Once the boat races are over the zongzi-making competitions begin. Apart from traditional Dragon Boat Festival celebrations, there are many other cultural activities to enjoy, including bamboo weaving and fan painting. This is definitely a Dragon Boat Festival stop not to be missed!
Qingshui River, Guizhou
If you miss the dragon boat races this month, there’s another opportunity to witness the excitement in July! The Miao dragon boat race is a whole different celebration and is held July 12th – 14th this year. Along with the thrilling boat racing, expect lively folk singing and dancing during the race as well!
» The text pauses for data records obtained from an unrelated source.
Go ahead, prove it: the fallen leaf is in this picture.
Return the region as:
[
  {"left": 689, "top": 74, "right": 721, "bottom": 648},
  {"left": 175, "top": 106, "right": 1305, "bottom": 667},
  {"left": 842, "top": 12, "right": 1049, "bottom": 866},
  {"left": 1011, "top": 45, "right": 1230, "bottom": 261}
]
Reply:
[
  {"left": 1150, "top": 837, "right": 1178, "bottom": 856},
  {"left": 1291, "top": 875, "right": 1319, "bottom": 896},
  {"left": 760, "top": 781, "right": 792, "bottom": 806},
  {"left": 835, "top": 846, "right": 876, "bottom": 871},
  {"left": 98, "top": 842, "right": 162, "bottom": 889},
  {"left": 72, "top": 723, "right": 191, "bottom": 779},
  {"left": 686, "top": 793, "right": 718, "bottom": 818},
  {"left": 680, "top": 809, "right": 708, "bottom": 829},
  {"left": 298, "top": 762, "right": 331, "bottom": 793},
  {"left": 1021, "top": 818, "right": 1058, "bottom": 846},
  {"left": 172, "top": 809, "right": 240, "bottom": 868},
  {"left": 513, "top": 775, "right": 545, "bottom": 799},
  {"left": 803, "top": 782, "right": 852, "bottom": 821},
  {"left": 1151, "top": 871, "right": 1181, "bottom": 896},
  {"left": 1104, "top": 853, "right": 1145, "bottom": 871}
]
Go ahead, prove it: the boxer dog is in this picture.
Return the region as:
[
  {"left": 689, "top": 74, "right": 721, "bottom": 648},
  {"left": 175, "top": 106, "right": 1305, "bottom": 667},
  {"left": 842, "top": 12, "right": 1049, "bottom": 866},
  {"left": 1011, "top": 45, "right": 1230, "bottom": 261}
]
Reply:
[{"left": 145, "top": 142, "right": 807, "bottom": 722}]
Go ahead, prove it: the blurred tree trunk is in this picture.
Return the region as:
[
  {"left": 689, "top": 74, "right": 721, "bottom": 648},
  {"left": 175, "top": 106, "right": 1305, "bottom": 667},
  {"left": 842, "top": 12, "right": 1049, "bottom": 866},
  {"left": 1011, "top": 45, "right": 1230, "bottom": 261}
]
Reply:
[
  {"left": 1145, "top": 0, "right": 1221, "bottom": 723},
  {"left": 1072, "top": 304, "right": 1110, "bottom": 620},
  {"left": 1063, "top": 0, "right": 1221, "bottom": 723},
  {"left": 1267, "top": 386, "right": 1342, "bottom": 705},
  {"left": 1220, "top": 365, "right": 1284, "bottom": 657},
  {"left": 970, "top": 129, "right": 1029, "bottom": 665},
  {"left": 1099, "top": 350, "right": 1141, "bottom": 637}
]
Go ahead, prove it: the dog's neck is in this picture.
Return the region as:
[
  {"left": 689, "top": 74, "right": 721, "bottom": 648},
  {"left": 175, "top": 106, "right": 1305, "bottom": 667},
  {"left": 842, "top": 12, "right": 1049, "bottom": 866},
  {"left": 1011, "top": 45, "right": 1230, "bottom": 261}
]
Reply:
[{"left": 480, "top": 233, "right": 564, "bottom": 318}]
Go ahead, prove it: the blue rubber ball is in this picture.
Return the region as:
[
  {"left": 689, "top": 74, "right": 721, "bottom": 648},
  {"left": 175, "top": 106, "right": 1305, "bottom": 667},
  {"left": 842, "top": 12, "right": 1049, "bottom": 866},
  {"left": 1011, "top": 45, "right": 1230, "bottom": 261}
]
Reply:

Miluo River, Yueyang, Hunan
If you’re in for a classic Dragon Boat Festival experience, then the Miluo River is the place to be for when the dragon boat races start on June 21. This is the exact river where Qu Yuan was said to have met his fate, so in addition to the dragon boat racing and general holiday festivities, there are also many odes to Qu Yan found around the town.
Li River, Guanxi
In Guangxi, the dragon boat ceremony takes place with exceptional grandeur every five years. With the last dragon boat ceremony taking place in 2018, this year’s celebration promises to be one of a kind. The dragon boat celebrations will take place in various villages along the picturesque Li River, offering stunning views of the karst mountains and their surroundings.
Get ready to witness the power and determination of the paddlers as they navigate the stunning landscapes all around China!